Friday, December 10, 2004

Too Developed for Their Own Good?

Charles Krauthammer gives a number of reasons for the success in Afghanistan, especially in relation to the more limited progress in Iraq. The following passage regarding the ill-effects of political modernism is particularly interesting:

"The interesting question is: If we succeeded in Afghanistan, why haven't we in Iraq? One would have thought Afghanistan, with its obviously less-developed human and industrial infrastructure, to be far less conducive to democracy. It is more tribal, more primitive and has even less of a history of modern political development.

Yet that may have been an advantage. Iraq has for decades been exposed to the ideas of political modernism — fascism and socialism as transmuted through Baathism (heavily influenced by the European political winds of the 1920s and '30s) to which Saddam Hussein added the higher totalitarianism of his hero, Stalin.
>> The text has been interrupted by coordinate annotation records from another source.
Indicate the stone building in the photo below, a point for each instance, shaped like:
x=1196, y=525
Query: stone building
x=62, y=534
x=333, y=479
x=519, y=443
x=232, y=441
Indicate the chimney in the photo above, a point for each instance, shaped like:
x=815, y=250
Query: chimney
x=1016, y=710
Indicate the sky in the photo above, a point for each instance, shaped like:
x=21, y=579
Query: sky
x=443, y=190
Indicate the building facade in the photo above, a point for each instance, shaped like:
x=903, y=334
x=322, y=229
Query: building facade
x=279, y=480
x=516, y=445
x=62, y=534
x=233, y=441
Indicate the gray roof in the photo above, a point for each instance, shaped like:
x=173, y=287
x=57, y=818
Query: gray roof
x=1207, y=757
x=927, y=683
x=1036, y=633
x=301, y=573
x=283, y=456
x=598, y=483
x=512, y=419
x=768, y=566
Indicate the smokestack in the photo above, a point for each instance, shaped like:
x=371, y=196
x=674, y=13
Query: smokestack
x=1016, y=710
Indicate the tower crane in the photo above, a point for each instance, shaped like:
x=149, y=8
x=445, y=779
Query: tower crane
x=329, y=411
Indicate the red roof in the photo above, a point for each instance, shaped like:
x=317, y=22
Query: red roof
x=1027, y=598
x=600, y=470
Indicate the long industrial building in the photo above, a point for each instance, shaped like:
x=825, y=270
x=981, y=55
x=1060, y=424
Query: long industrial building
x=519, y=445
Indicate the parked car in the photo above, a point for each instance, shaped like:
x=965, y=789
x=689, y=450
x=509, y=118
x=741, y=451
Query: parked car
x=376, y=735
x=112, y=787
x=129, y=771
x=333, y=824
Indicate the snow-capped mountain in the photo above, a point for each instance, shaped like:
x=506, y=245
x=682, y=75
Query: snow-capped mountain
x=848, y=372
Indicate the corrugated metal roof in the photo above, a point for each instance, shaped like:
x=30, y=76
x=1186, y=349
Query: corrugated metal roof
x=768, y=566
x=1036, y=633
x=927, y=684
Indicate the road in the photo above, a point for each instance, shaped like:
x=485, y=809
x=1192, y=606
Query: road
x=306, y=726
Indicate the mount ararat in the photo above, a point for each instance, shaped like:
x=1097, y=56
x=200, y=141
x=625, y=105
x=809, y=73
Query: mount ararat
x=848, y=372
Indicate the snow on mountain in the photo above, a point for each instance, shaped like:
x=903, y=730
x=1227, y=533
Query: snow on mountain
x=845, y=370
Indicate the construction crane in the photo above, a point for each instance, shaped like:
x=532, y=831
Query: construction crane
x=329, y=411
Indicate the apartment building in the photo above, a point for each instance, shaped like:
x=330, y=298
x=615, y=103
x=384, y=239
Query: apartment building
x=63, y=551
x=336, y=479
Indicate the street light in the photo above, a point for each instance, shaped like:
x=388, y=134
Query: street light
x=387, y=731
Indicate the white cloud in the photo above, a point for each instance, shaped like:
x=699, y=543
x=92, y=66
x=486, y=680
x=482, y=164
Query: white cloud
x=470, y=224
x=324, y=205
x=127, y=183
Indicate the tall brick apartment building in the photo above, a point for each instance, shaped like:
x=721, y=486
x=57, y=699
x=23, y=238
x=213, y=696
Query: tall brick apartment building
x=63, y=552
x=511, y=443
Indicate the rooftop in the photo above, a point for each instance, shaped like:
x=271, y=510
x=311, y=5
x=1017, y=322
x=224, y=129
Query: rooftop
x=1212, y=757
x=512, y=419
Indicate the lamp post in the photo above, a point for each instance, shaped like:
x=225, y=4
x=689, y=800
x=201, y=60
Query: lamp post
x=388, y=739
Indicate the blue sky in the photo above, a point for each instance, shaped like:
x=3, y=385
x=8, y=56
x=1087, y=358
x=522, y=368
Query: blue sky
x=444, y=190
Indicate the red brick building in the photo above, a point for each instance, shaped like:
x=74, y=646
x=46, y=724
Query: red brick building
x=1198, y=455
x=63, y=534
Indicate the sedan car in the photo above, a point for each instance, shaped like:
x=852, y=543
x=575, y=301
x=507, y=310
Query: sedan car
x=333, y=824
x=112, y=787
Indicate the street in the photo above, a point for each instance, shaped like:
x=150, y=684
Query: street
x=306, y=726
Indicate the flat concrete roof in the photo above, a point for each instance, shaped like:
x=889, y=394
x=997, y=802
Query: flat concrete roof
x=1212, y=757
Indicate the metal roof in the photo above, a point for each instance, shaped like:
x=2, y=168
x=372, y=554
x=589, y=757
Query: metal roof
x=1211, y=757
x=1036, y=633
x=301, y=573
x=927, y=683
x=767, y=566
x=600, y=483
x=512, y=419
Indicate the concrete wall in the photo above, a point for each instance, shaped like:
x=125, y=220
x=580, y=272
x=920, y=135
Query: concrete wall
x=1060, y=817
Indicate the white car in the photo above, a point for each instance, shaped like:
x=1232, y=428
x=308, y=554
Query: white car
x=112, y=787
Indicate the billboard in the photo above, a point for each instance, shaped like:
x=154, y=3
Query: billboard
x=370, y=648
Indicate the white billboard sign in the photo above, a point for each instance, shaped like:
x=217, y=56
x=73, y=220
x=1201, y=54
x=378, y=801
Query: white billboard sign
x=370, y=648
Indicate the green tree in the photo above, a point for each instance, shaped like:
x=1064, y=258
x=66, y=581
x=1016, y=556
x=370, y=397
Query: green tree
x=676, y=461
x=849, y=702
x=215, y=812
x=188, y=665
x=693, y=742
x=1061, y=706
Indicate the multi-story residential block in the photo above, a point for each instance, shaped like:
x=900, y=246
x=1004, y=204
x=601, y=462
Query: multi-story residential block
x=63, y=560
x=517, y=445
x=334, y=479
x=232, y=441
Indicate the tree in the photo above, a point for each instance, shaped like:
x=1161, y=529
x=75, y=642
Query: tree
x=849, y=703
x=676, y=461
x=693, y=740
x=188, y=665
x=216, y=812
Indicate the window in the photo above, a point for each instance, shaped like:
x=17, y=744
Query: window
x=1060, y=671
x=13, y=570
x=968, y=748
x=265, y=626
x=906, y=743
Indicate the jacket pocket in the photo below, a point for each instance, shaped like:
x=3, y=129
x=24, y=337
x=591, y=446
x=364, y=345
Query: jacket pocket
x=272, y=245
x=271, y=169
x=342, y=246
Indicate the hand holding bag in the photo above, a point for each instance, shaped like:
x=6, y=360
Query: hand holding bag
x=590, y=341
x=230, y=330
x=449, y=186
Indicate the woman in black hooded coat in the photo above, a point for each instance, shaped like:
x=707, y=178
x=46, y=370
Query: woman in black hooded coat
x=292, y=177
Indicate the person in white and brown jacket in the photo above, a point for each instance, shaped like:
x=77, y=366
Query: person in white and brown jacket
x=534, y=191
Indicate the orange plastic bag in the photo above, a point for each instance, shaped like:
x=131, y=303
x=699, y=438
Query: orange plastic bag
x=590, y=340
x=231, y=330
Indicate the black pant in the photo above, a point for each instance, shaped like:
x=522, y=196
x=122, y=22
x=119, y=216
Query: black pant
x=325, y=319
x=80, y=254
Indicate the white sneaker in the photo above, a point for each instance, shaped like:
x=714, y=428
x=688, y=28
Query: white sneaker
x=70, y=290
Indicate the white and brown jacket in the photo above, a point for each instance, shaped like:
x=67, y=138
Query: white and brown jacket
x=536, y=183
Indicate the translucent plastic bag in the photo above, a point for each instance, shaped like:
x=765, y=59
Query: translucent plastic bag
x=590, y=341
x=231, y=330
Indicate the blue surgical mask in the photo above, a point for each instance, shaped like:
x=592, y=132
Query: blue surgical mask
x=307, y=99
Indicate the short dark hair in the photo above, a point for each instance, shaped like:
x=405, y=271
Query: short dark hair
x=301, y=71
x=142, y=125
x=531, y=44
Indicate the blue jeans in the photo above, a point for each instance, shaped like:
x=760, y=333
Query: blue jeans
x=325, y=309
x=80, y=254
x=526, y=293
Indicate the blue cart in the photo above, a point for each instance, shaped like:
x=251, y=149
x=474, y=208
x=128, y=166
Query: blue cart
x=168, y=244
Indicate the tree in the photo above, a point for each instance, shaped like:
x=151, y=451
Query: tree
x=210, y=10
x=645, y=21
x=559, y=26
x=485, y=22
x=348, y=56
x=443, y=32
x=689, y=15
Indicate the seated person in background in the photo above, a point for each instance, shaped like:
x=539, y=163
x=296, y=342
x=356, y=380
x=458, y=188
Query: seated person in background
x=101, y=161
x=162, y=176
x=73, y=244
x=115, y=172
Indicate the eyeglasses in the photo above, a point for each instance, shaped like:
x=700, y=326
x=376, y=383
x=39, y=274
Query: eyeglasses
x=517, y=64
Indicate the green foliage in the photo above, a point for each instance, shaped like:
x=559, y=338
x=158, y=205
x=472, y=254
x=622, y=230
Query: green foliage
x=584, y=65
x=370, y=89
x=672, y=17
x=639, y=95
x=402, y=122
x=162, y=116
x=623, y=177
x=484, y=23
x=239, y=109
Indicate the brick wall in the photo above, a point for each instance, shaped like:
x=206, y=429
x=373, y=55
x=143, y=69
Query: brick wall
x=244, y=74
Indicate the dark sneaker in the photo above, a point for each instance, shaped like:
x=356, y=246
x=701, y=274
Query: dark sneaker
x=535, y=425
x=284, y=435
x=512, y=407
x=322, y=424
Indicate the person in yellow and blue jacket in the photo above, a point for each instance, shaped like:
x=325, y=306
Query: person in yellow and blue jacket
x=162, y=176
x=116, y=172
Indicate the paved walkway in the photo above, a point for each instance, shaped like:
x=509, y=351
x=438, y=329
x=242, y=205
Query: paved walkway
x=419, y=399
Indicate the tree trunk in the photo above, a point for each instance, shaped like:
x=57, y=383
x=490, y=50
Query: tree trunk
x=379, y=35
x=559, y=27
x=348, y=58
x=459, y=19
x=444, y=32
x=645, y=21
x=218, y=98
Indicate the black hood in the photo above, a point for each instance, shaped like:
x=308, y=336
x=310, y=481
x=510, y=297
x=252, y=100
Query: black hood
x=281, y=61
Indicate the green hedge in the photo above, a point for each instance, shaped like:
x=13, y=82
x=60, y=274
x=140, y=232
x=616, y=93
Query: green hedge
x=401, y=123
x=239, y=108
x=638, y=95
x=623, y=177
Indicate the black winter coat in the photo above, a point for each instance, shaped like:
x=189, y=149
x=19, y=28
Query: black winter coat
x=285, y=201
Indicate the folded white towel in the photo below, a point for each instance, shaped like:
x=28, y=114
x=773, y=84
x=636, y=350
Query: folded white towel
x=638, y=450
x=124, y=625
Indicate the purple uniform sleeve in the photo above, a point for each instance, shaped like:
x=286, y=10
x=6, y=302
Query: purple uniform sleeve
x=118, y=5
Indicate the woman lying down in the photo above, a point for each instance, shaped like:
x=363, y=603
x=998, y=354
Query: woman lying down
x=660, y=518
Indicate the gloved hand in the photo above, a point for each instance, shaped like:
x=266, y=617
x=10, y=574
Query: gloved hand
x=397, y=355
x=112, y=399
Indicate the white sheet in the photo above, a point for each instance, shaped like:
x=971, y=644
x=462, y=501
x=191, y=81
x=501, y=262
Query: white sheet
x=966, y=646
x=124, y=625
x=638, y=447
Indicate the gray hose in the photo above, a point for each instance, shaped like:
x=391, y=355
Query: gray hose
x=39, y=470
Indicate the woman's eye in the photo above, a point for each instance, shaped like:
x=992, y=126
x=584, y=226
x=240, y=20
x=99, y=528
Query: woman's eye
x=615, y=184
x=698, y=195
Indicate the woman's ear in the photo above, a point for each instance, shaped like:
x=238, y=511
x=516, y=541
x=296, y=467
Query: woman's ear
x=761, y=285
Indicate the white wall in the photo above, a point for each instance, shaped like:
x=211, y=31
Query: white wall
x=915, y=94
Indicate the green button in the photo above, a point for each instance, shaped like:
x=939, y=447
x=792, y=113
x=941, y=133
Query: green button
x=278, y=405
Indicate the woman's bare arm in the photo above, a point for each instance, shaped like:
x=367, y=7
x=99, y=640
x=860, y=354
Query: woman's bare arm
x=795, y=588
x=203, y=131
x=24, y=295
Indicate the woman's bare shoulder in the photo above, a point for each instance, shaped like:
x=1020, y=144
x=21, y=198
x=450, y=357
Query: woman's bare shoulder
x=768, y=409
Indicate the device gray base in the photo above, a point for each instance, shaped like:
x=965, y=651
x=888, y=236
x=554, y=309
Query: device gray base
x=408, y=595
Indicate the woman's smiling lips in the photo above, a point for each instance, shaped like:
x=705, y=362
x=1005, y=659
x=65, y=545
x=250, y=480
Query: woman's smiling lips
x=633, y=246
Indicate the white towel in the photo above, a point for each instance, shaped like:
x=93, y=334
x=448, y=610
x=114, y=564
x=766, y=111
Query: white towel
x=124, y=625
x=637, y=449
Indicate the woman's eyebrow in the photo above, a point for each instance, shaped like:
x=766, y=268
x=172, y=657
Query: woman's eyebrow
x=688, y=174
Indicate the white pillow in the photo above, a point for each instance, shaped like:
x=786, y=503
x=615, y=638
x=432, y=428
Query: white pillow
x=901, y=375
This history has succeeded in devaluing and delegitimizing secular ideologies, including liberal-democratic ones. In contrast, Afghanistan had suffered under years of appalling theocratic rule, which helped to legitimize the kind of secularist democracy that Karzai represents."

There's probably a serious book or dissertation to be written about how some countries are too "developed" or corrupted at least in terms of fancy, late-modern ideas (and some practices that go with them) for their own good. Perhaps one could say this about Europe as well?

Of course, Krauthammer does not think that Iraq is beyond repair.